@pdf-lib/unicode-properties

Provides fast access to unicode character properties

Usage no npm install needed!

<script type="module">
  import pdfLibUnicodeProperties from 'https://cdn.skypack.dev/@pdf-lib/unicode-properties';
</script>

README

NOTE: All credit for this code belongs to the developers of https://github.com/devongovett/unicode-properties

Purpose of this Fork

This fork was created for use in https://github.com/Hopding/pdf-lib.

The original repository serialized and loaded the trie data using a binary file. This worked fine in Node, because fs.readFileSync was being called to load the serialized data into a Buffer object. In order to support use in the browser, Browserify and brfs were used to inline the binary data in the index.js file, and thereby remove the call to fs.readFileSync.

This works fine if you are in a Node environment, or are using Browserify to bundle your code for use in the browser. But it doesn't work so well if you aren't doing either of those things. E.g. I was writing an app built with create-react-app, and the binary data was not being inlined for this dependency.

I resolved this by simply serializing the trie data to a JSON file, which allows it to be loaded into the index.js file without using Browserify. Of course, this means that the trie data is not stored as efficiently, but that is not a concern for me.

unicode-properties

Provides fast access to unicode character properties. Uses unicode-trie to compress the properties for all code points into just 12KB.

Usage

npm install unicode-properties
var unicode = require('unicode-properties');

unicode.getCategory('2'.charCodeAt()) //=> 'Nd'
unicode.getNumericValue('2'.charCodeAt()) //=> 2

API

getCategory(codePoint)

Returns the unicode general category for the given code point.

getScript(codePoint)

Returns the script for the given code point.

getCombiningClass(codePoint)

Returns the canonical combining class for the given code point.

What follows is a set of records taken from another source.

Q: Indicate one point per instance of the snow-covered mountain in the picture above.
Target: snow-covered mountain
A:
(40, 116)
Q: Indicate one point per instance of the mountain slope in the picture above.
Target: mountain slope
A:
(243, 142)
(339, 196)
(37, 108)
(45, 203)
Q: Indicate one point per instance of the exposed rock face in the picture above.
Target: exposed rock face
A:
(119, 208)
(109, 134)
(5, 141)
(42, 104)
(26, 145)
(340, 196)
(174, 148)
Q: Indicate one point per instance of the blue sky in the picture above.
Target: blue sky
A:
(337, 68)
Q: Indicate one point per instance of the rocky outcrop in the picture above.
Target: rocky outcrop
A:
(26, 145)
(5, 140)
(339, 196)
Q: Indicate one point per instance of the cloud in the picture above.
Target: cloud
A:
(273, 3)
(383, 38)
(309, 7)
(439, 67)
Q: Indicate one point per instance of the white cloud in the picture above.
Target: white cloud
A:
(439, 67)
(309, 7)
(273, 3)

getEastAsianWidth(codePoint)

Returns the East Asian width for the given code point.

getNumericValue(codePoint)

Returns the numeric value for the given code point, or null if there is no numeric value for that code point.

isAlphabetic(codePoint)

Returns whether the code point is an alphabetic character.

isDigit(codePoint)

Returns whether the code point is a digit.

isPunctuation(codePoint)

Returns whether the code point is a punctuation character.

isLowerCase(codePoint)

Returns whether the code point is lower case.

isUpperCase(codePoint)

Returns whether the code point is upper case.

isTitleCase(codePoint)

Returns whether the code point is title case.

isWhiteSpace(codePoint)

Returns whether the code point is whitespace: specifically, whether the category is one of Zs, Zl, or Zp.

isBaseForm(codePoint)

Returns whether the code point is a base form. A code point of base form does not graphically combine with preceding characters.

isMark(codePoint)

Returns whether the code point is a mark character (e.g. accent).

License

MIT